12. Is het 'het parlement en zijn leden' of 'haar leden'?
Het is het parlement en zijn leden.
Het grammaticale geslacht van een woord bepaalt de manier waarop er naar het woord wordt verwezen. De Nederlandse taal kent drie grammaticale geslachten: mannelijk, vrouwelijk en onzijdig. Het overzicht hieronder geeft per grammaticaal geslacht een overzicht van de mogelijke verwijzingen.
grammaticaal geslacht |
persoonlijk vnw. |
bezittelijk vnw. |
aanwijzend vnw. |
betrekkelijk vnw. |
|
onzijdig (het-woorden) |
het |
zijn |
dit |
dat |
|
mannelijk (de-woorden) |
hij/hem |
zijn |
deze |
die |
|
vrouwelijk (de-woorden) |
zij/ze/haar |
haar |
deze |
die |
Hoe bepaalt u wat het grammaticale geslacht van een woord is? Onzijdige woorden hebben een duidelijk kenmerk: ze krijgen het lidwoord het. Maar mannelijke en vrouwelijke woorden krijgen beide het lidwoord de. De regels voor de of het zijn helaas niet altijd duidelijk, en vaak is een woordenboek nodig om vast te stellen of een woord mannelijk of vrouwelijk is.

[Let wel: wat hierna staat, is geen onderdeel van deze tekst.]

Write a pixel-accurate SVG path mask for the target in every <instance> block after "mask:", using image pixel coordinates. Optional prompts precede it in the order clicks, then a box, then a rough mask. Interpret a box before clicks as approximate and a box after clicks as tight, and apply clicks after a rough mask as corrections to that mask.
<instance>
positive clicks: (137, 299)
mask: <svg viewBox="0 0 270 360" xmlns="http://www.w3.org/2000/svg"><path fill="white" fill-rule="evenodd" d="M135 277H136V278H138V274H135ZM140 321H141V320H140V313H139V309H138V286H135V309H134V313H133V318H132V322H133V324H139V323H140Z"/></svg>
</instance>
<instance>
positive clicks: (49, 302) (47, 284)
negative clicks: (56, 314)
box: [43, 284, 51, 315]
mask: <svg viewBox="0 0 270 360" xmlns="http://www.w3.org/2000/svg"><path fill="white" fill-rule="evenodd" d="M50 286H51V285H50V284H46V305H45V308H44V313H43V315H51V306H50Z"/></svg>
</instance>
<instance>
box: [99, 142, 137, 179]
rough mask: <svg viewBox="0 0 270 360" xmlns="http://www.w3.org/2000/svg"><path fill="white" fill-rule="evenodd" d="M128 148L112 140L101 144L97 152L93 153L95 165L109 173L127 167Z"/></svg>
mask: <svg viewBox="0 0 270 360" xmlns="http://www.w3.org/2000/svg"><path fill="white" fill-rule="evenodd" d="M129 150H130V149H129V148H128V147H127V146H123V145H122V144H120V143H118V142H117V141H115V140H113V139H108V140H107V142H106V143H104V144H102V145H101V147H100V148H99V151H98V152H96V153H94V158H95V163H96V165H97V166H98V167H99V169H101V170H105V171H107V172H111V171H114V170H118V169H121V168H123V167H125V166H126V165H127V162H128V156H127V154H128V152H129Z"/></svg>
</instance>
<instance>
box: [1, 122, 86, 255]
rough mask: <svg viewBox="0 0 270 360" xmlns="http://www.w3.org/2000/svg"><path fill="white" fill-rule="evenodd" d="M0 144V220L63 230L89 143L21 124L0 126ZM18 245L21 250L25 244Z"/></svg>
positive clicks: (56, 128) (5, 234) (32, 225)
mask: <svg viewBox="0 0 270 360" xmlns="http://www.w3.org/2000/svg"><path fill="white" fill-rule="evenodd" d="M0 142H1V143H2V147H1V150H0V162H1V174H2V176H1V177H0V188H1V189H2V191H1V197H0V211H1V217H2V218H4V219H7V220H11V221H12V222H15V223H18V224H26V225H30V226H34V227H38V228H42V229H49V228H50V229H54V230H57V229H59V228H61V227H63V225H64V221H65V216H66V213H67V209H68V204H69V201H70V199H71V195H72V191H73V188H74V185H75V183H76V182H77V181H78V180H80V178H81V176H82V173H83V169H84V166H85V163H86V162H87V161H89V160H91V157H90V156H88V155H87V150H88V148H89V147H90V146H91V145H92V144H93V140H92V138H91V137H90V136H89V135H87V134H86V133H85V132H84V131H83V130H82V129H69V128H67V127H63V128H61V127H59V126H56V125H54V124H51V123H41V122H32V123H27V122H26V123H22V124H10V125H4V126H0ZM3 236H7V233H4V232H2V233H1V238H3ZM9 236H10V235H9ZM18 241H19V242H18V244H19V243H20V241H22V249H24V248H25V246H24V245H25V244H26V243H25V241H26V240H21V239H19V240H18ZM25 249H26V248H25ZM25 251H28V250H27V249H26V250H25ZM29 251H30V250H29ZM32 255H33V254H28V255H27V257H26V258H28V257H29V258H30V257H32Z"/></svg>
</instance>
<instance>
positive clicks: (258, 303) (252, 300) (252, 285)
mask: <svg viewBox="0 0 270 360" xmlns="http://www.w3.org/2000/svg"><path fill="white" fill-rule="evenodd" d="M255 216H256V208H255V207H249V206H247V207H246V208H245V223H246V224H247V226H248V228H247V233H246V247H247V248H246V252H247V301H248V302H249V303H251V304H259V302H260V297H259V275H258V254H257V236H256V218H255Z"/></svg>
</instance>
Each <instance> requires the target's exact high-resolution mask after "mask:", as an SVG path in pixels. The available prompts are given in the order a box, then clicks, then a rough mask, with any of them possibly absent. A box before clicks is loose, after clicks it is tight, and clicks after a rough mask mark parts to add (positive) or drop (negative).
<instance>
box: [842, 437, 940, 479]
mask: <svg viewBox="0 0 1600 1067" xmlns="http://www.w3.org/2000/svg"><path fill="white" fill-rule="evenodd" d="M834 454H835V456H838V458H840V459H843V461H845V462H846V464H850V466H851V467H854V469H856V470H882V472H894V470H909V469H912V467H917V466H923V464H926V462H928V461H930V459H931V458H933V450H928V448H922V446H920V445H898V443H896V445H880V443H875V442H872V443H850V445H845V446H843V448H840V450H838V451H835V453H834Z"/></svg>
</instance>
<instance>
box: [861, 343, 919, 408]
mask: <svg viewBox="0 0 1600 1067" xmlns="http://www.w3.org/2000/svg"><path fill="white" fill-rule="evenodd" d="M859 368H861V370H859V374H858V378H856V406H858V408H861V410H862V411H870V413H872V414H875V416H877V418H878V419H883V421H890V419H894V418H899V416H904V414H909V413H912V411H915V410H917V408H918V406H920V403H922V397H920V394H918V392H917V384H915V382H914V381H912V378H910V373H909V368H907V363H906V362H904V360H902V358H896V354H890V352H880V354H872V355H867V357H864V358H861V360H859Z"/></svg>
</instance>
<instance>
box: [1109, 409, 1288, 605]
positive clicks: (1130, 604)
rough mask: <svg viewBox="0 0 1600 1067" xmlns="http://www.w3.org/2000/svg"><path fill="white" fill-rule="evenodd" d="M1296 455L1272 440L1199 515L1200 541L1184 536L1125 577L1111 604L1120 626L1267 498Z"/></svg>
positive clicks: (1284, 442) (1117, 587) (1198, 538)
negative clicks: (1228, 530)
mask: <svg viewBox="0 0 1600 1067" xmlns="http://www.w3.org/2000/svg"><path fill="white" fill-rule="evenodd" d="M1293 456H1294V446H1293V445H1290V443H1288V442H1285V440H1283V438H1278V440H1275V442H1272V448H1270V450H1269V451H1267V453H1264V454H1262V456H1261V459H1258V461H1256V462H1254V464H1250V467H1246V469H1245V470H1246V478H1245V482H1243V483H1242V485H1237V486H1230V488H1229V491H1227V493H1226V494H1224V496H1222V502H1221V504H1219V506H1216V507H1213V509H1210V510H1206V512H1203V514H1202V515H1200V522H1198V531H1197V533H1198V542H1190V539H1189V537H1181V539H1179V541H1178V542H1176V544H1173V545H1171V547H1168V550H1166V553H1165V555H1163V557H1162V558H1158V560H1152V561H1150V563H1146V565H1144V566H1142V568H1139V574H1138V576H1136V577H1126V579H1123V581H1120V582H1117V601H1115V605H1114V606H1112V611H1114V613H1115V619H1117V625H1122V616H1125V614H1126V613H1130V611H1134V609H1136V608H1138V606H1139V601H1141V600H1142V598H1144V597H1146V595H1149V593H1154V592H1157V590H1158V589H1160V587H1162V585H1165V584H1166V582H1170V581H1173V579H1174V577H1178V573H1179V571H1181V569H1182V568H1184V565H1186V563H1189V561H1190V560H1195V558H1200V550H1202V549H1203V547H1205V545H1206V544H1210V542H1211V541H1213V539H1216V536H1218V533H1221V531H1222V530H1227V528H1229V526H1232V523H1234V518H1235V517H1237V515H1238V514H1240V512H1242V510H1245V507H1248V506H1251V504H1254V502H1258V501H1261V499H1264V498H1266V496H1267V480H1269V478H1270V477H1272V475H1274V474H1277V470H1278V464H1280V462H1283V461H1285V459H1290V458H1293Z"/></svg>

Mocht u geen woordenboek bij de hand hebben, of deze kwestie van minder belang vinden, dan hebt u misschien nog iets aan de volgende vuistregels.
> Veel de-woorden kennen beide mogelijkheden: zijn en haar.
> Er zijn meer vrouwelijke de-woorden dan mannelijke.
> De-woorden op -ing, -heid, -nis en -schap, -ie, -teit en -tuur zijn vrouwelijk: regering, waarheid, kennis, gemeenschap, organisatie, kwaliteit, apparatuur.
Zie voor meer informatie – bijvoorbeeld het meisje en haar springtouw – de Schrijfwijzer, paragraaf 7.3.4.